Quoiqu´il en soit, Guy Goffette était, avant tout, un poète et c´est la vie
qui l´a toujours inspiré, au détour d´un chemin, d´un coin perdu, en faisant,
on l´a vu, l´ Éloge
pour une cuisine de province (collection poésie de Gallimard), en
évoquant les poètes de sa prédilection (Verlaine et Auden, déjà cités, et
aussi, entre autres, Pessoa, Saba, Pavese, Emily Dickinson, Mandelstam,
Hölderlin, Larbaud, Borges, Cavafy ou Yannis Ritsos).
La vie n´est parfois «Rien qu´un souffle» comme il l´écrit dans ce poème da La Vie promise :
«Oui, tout homme debout n´est qu´un souffle / poussière, dans la gorge ses
cris, ses pleurs, / ses chants d´amour et de déréliction, sable / du désir qui
s´enlise : mourir, / ne pas mourir, qu´importe après tout, / si la mer
n´est rien d´autre qu´un soupir / dans le rêve du ciel qui s´abandonne…». Mais
la vie - comme on peut lire dans Un manteau de fortune (Grand prix de
poésie de l´Académie Française 2001) - est également un « vieux piano d´herbes
vendu aux neiges de l´Ardenne » ou une des multiples « variations sur une
montée en tramway » ou enfin « Un dimanche à Lisbonne » à l´ombre du chanteur
de fado Alfredo Marceneiro*, où l´on nous dit que « …au loin une guitare
insinue / que rien n´existe sur la terre / comme l´absence, et que l´amour /
est toujours nu / Heureux les amants amarrés / que l´ombre garde au fond de
l´eau: / ils sont l´âme du diamant, / l´or du fado ».
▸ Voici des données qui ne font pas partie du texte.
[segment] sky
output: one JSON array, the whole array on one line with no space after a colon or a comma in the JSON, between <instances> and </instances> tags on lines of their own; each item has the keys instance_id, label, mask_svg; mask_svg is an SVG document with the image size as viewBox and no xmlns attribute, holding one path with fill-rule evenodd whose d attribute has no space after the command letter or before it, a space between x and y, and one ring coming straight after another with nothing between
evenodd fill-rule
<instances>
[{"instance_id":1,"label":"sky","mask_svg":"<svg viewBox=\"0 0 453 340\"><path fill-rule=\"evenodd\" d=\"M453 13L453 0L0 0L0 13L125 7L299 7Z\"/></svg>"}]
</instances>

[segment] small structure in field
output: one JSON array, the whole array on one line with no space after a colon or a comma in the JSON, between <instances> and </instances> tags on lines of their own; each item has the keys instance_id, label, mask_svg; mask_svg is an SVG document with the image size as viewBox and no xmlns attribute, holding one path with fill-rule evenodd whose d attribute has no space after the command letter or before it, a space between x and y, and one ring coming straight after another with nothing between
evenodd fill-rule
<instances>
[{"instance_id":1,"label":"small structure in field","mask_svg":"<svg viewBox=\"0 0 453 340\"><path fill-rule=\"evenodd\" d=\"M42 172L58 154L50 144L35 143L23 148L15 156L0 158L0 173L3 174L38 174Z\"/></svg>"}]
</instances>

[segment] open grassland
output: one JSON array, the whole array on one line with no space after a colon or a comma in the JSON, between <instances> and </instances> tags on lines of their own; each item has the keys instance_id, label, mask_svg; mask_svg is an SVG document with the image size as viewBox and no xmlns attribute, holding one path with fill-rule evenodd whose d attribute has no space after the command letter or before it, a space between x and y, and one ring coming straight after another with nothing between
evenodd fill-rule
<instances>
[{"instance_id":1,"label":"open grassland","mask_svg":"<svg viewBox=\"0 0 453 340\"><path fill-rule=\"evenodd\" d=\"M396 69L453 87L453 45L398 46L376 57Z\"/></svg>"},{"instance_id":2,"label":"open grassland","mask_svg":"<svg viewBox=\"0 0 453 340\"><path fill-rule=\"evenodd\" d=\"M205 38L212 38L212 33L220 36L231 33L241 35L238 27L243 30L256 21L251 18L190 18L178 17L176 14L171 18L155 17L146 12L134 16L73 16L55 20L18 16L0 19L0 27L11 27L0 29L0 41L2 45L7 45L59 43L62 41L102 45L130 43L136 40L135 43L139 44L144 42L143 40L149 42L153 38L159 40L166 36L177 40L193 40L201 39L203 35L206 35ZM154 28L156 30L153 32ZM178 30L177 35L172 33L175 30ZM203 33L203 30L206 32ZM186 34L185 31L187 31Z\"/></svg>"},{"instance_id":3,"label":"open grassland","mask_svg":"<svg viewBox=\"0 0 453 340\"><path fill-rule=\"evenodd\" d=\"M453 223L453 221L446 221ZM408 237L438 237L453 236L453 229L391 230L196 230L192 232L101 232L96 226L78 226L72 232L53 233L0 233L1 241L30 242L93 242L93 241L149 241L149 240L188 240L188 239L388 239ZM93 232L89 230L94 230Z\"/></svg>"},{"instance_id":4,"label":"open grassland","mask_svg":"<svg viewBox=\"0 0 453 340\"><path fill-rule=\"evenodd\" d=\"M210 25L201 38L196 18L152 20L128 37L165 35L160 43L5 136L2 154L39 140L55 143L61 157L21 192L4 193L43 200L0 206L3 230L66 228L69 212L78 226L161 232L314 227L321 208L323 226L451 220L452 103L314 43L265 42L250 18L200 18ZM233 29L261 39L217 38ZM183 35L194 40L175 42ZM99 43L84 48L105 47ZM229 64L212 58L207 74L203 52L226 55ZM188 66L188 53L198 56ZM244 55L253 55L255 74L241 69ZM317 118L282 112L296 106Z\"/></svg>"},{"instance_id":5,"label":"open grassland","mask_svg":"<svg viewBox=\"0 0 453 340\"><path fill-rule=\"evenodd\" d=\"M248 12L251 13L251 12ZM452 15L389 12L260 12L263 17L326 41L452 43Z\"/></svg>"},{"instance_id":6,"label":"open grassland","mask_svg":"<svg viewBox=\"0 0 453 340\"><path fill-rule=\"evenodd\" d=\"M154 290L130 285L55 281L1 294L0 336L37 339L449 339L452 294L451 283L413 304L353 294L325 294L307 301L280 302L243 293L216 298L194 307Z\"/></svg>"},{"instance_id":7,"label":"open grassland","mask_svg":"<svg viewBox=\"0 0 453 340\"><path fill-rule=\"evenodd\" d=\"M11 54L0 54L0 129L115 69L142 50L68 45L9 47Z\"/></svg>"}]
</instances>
À la fin, il y a toujours un poème, pour inonder notre cœur de bonheur,
même si vous ignorez au juste ce qu´est un poème. Il est peut-être ce que Guy
Goffette a écrit un jour : « Et si le poème, c´était plus simplement / ce
qui reste en souffrance dans la déchirure / du ciel, comme une valise sans
couleur / un gant dans l´herbe - et le rayon de soleil / s´amuse avec les
serrures, l´agrafe en fer blanc / cependant que nous restons en retrait /
empêtrés dans nos ombres / comme un enfant grandi trop vite / et qui ne sait
plus rire ».
Sur le site de Gallimard, à sa mort, on a écrit des lignes qui témoignent
on ne peut mieux du parcours de vie et de l´originalité de l´œuvre de Guy
Goffette : «Attachée à porter un regard émerveillé sur le monde, sa poésie
est empreinte d´un lyrisme sans emphase, toujours juste et sincère, laissant
entendre des notes d´amertume, de nostalgie et d´humour. Elle est toujours un
acte de conviction». Et l´on a rappelé une phrase de Guy Goffette
lui-même : «La poésie est une manière différente, plus riche, plus libre
et plus intime d´habiter la langue. Ne raisonnant pas, la poésie raisonne».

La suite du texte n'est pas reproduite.